Some time ago, I discovered the wonderful deliciousness of steel-cut oatmeal, and I never went back as far as my own breakfast was concerned. Oh, the other kind would find their way into the house now and then, but that was for baking and cooking and the like.
That category has in the past included oatmeal baths.
My daughter Jade is going through some sort of medical crisis right now. She’s sensitive to something, and we’re getting tests done. That still leaves symptoms to treat remaining.
Today, during my cousin’s baby’s blessing, she broke out into an insane rash/hives/who knows what. She was one miserable kid. We high-tailed it out of there, discussed some strategies as we drove, and decided we would do a combo of giving her an oatmeal bath and covering her in hydrocortisone cream. The latter is wonderful for skin conditions and as to the former, well, all sorts of benefits are touted for oatmeal baths. I personally love them for dry and itchy skin.
Now, your average recommendation for an oatmeal bath involves grinding up some of your kinder, gentler oatmeal, like the quick-cooking kind or at least the rolled oats. I had none of those on hand, but I did have steel-cut and the interweb revealed nothing against those.
They’re just really hard to grind up into a powder if I’m not willing to clean out my blender.
So, I skipped a step. I used the steel-cut oats, poured them into a muslin cloth that I then tied off, and swirled it around the bath tub while it filled with water.
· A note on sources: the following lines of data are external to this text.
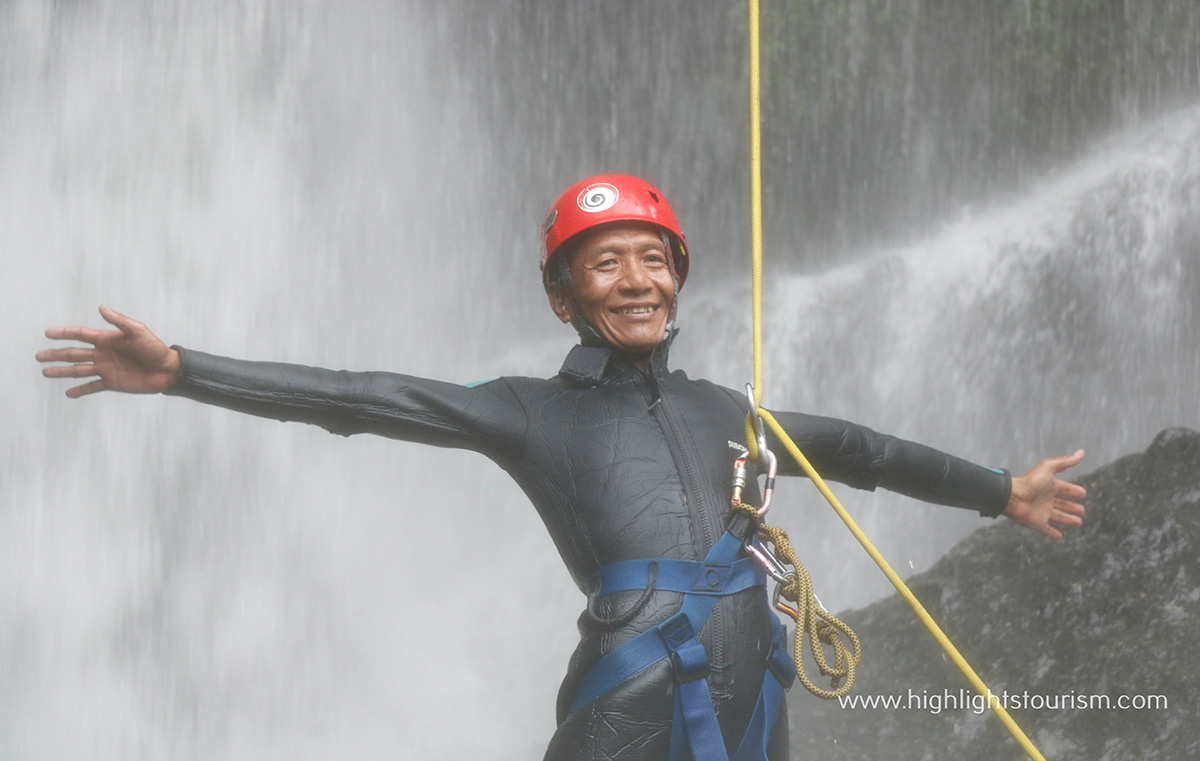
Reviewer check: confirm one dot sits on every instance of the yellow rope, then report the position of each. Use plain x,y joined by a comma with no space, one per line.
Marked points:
756,252
756,198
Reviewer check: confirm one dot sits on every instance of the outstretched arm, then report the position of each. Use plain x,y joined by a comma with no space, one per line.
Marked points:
130,359
1039,499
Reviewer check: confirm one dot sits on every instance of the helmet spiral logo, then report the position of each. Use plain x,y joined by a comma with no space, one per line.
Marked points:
599,197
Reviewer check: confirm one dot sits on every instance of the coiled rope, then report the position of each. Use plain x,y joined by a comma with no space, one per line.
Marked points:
815,630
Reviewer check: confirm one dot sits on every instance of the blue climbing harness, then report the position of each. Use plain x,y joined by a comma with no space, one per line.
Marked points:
695,731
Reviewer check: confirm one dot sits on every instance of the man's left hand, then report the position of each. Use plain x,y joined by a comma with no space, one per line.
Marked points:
1039,499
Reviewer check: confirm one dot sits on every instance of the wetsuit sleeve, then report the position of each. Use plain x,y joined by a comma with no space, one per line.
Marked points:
861,457
487,418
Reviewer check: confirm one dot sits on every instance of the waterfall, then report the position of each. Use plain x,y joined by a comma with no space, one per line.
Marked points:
1066,318
303,183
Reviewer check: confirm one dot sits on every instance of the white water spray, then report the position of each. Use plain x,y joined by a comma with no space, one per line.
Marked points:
276,180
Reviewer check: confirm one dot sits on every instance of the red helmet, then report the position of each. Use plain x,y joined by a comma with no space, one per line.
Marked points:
610,198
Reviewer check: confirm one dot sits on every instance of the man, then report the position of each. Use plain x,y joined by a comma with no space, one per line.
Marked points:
628,463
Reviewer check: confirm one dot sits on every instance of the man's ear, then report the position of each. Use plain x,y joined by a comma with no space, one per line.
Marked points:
558,303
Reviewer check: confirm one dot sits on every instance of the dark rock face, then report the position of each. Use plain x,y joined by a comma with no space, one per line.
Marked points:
1066,633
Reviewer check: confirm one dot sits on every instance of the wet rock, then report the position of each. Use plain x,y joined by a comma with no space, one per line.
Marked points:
1091,641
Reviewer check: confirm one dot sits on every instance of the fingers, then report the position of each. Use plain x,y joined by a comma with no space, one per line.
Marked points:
1067,461
1066,489
72,354
125,324
1068,508
76,333
70,371
85,389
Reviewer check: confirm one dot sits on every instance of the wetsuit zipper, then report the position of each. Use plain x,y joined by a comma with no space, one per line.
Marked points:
670,426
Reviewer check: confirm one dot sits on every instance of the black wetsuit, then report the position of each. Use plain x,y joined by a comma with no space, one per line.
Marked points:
622,462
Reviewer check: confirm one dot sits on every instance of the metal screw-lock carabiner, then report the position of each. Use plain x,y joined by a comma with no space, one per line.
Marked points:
760,430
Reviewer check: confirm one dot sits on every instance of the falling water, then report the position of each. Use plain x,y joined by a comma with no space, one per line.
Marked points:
289,181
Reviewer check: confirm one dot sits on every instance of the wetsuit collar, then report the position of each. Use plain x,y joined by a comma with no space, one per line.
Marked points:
588,365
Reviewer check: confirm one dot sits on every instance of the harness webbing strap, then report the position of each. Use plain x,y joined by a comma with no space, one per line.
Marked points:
649,647
695,731
687,576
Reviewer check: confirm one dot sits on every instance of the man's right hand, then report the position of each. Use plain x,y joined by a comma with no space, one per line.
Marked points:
129,359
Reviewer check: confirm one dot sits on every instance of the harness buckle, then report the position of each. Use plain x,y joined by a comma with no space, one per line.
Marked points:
689,661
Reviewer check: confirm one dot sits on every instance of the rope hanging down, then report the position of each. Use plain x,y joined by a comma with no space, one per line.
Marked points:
756,253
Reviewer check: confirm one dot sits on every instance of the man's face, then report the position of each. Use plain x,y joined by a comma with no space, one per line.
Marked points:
624,287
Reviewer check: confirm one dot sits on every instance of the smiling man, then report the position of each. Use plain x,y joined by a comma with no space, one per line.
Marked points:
629,466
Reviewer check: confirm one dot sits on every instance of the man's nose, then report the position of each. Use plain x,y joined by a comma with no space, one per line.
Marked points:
636,277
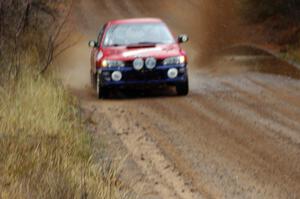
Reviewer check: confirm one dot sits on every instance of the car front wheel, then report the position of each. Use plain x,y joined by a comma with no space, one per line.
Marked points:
102,91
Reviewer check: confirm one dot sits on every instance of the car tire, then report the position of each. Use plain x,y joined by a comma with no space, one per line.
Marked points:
182,89
102,91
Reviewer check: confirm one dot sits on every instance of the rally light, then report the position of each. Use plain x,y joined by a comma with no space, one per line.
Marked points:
174,60
172,73
116,76
99,55
138,64
150,63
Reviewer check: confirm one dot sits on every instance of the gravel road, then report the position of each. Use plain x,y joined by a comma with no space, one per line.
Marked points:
237,135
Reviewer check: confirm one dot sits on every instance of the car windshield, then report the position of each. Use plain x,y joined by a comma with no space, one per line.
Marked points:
138,34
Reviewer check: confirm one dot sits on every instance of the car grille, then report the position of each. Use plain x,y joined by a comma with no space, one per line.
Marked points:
130,63
144,76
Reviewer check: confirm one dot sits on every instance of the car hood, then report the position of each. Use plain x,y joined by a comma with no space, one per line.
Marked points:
158,51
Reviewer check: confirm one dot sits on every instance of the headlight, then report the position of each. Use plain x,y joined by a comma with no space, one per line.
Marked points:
112,63
174,60
99,55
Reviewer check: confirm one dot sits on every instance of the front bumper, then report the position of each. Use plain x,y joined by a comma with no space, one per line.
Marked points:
145,77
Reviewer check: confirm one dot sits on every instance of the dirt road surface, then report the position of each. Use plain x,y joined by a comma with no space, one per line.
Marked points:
237,135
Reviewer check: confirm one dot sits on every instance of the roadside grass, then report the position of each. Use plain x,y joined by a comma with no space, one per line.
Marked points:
45,149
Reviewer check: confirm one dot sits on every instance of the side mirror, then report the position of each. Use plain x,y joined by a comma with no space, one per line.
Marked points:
183,38
93,44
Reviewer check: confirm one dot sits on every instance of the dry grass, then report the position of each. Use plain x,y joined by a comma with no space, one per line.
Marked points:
45,151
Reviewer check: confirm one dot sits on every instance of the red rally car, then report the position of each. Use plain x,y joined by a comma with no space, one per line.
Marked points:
138,52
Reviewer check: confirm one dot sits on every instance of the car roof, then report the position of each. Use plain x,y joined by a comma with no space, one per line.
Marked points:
135,20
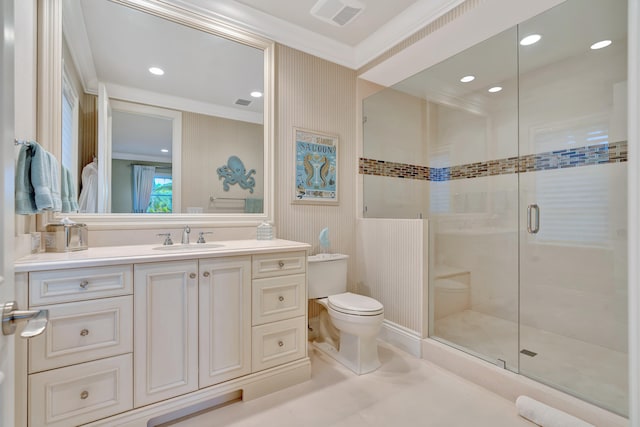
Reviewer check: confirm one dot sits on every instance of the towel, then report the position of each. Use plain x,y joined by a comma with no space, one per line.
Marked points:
25,196
37,181
253,205
45,178
546,416
68,192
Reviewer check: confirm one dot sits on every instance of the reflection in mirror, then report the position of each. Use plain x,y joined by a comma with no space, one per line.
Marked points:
177,104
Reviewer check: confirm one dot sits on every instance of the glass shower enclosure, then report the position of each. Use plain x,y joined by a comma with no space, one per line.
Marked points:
519,154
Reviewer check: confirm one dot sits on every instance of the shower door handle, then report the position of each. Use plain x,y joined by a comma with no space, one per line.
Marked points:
533,221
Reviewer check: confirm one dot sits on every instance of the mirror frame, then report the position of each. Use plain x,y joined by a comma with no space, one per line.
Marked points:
49,128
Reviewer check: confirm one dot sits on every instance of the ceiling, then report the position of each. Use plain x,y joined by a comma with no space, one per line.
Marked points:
381,25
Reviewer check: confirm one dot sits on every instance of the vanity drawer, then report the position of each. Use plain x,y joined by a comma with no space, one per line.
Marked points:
83,331
277,343
278,298
270,265
57,286
81,393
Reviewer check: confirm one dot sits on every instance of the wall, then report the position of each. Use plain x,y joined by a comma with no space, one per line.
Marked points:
207,143
402,140
393,268
318,95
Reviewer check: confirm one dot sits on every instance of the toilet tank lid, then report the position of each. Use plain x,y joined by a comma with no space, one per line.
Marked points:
354,303
326,257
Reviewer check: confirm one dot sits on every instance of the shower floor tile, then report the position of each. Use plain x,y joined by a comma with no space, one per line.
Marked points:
405,391
589,371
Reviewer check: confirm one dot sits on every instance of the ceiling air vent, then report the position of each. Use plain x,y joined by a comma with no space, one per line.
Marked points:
243,102
337,12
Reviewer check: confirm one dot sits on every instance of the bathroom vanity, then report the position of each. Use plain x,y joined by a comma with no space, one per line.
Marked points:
152,333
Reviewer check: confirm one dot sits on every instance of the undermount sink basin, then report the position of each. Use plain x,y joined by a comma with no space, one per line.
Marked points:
189,247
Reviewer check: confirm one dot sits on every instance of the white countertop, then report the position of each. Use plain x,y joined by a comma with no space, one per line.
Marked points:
112,255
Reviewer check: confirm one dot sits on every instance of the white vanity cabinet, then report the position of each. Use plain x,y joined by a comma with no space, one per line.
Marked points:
279,301
225,319
162,335
80,369
166,325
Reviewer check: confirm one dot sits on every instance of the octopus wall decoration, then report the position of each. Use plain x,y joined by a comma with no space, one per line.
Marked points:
234,172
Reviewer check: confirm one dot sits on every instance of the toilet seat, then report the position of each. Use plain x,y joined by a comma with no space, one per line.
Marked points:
359,305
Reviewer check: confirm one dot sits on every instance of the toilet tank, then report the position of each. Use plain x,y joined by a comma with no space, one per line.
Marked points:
326,275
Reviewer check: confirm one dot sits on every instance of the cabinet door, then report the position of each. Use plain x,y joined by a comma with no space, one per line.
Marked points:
225,319
165,331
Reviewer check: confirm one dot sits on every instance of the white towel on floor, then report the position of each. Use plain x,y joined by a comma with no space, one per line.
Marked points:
545,415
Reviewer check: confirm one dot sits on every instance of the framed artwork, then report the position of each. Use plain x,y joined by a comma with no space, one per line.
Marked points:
316,177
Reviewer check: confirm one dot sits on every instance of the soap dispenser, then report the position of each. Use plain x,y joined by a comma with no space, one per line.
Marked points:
265,231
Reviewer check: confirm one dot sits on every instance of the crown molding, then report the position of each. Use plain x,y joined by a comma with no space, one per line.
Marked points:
273,28
410,21
404,25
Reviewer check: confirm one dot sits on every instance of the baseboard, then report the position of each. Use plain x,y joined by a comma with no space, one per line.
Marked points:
245,388
510,385
401,337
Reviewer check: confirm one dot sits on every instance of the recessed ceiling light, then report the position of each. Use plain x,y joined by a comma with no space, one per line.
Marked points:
530,39
600,44
156,71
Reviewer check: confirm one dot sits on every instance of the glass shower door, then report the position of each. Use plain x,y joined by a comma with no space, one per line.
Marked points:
472,129
573,148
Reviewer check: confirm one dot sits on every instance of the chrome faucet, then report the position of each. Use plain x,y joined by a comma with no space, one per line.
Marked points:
185,235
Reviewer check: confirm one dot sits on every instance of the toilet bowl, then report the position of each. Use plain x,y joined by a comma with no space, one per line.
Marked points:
350,323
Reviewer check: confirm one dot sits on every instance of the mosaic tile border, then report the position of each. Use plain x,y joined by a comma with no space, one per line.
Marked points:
568,158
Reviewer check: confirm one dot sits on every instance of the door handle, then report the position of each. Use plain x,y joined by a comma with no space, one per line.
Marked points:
533,218
36,320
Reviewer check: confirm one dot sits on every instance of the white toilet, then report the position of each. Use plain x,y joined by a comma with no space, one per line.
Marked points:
350,325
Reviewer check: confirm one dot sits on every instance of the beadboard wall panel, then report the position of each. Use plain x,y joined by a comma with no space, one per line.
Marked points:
392,267
314,94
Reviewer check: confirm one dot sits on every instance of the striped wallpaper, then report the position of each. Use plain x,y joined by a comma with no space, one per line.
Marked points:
315,94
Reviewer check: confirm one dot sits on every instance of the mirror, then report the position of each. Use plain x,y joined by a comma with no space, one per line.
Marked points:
191,144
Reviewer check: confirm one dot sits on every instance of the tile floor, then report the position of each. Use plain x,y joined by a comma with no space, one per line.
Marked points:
405,391
595,373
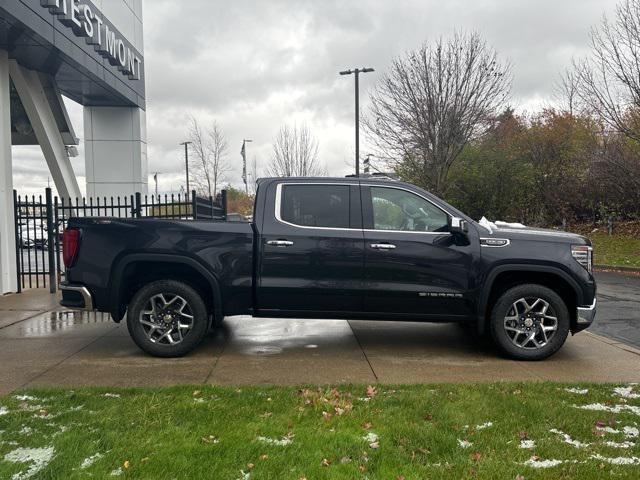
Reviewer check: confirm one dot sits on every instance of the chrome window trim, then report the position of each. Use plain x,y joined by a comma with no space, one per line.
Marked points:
508,242
396,187
278,208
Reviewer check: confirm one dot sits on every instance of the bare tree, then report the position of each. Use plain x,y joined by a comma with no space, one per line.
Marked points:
610,77
433,101
209,149
566,92
295,154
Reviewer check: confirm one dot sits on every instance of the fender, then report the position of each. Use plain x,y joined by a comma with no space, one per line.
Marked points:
488,284
121,265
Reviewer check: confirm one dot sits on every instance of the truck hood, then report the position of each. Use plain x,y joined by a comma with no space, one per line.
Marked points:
517,231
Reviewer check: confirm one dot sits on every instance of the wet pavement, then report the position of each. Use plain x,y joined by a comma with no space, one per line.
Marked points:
41,344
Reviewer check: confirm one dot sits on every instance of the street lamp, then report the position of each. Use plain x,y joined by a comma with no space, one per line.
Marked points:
357,72
186,161
243,152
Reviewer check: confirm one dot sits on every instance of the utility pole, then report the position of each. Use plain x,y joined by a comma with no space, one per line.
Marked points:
186,162
243,152
357,72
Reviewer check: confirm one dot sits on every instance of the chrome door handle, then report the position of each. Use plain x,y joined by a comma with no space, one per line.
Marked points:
383,246
280,243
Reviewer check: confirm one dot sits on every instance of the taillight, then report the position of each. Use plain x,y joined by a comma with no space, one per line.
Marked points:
70,245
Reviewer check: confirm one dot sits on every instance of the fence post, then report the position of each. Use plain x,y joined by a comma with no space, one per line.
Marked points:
16,209
51,243
223,200
138,207
194,205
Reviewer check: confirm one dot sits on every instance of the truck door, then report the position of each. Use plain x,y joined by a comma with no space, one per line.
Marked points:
311,249
413,265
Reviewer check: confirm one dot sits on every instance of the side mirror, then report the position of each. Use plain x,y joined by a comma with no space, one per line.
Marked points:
458,225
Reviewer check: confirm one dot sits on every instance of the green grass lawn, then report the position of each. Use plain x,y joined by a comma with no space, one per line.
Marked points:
404,432
616,250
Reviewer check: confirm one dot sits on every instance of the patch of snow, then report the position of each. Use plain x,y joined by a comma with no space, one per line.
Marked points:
577,391
464,443
610,408
274,441
536,463
607,430
618,460
370,437
528,444
619,444
25,398
39,458
631,432
626,392
87,462
567,439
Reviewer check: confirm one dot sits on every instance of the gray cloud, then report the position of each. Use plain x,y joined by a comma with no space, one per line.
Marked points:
254,65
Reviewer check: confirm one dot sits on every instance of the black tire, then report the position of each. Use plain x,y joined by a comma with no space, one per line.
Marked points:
169,289
505,306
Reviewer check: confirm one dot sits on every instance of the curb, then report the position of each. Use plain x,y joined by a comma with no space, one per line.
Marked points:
617,267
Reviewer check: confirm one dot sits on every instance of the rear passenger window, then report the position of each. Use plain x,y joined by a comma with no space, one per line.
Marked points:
315,205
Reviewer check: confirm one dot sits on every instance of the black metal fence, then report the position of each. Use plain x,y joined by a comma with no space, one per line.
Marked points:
39,224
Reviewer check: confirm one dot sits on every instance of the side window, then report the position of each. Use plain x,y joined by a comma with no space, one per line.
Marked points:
395,209
315,205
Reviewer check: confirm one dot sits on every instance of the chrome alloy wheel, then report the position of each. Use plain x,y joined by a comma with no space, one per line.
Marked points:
530,323
166,319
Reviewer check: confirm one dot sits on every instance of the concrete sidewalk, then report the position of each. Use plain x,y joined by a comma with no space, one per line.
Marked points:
41,344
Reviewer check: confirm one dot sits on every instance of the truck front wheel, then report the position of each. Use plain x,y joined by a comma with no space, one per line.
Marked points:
529,322
167,318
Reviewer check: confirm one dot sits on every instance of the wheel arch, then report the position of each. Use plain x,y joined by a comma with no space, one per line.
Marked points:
504,277
126,279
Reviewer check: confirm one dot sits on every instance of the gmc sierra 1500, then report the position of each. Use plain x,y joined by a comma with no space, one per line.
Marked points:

I admit I was apprehensive. Steel-cut oats are not dissimilar from tiny rocks. Would the magical properties of oatmeal be released?
They were! And in a pretty timely manner! Very soon I had a lovely bath with that milky oatmeal cloud into which I might dunk my itchy child.
Do not let steel-cut oatmeal stop you from creating an oatmeal bath! It works as well as anything.
What I Did:
Poured half a cup of steel-cut oats into the middle of a muslin cloth (muslin bag, pantyhose, or any thin cloth will work, you just want the oatmeal stuff to seep out without too much trouble.
Added a 2-3 drops of a child-friendly/bath-friendly essential oil (I used Tea Tree).
Swirled the bag in the bath and under the running water, then left it in there to do its thing. Occasionally I gave the bag a squeeze for good measure.
Let my child soak. The recommendation is at least 15 minutes.